= Bristan =

British brand of plumbing products

Bristan is a brand of plumbing products in the United Kingdom, mainly found in bathroom fittings. It is also the name of the parent company, Bristan Group.

==History==
The company was formed in 1977 by two people with first names Brian and Stan, combining the two to form Bristan. It began by selling taps and showers to DIY chains, mainly the now defunct Texas Homecare. It claims to be the UK's number one brand for bathroom taps and showers.
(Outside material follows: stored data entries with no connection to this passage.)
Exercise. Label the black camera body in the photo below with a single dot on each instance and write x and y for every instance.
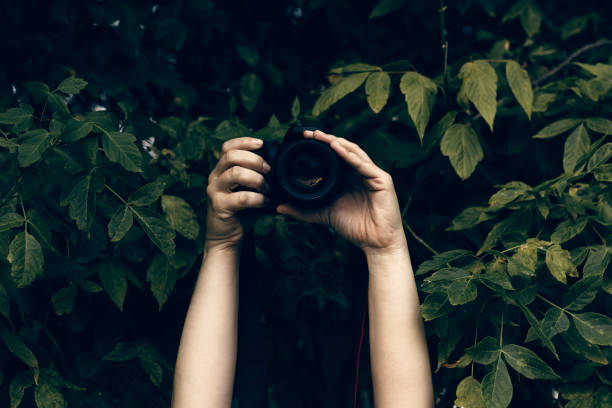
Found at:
(306, 173)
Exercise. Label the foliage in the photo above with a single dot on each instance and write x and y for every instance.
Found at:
(497, 142)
In 1997 it had a management buyout (MBO). In 2004 it was bought by US-headquartered Masco, who combined it with other companies to form Bristan Group.

==Location==
Bristan Group also owns Heritage Bathrooms. Both Bristan and Heritage Bathrooms are situated on the Birch Coppice Business Park in Dordon in North Warwickshire, off the A5 (Watling Street), and a mile east of junction 10 (Tamworth) of the M42. The southern part of the industrial estate is in Baddesley Ensor, and the whole site is the former Baddesley Colliery, with an adjoining railway line still there.

The parent company of Bristan Group is Masco, headquartered in Livonia, Michigan.

==Executives==
Bristan Group's Chief Executive is Jeremy Ling, who was appointed in August 2009. The Chairman and former Chief Executive until 2008, Steve Lee, left in June 2010.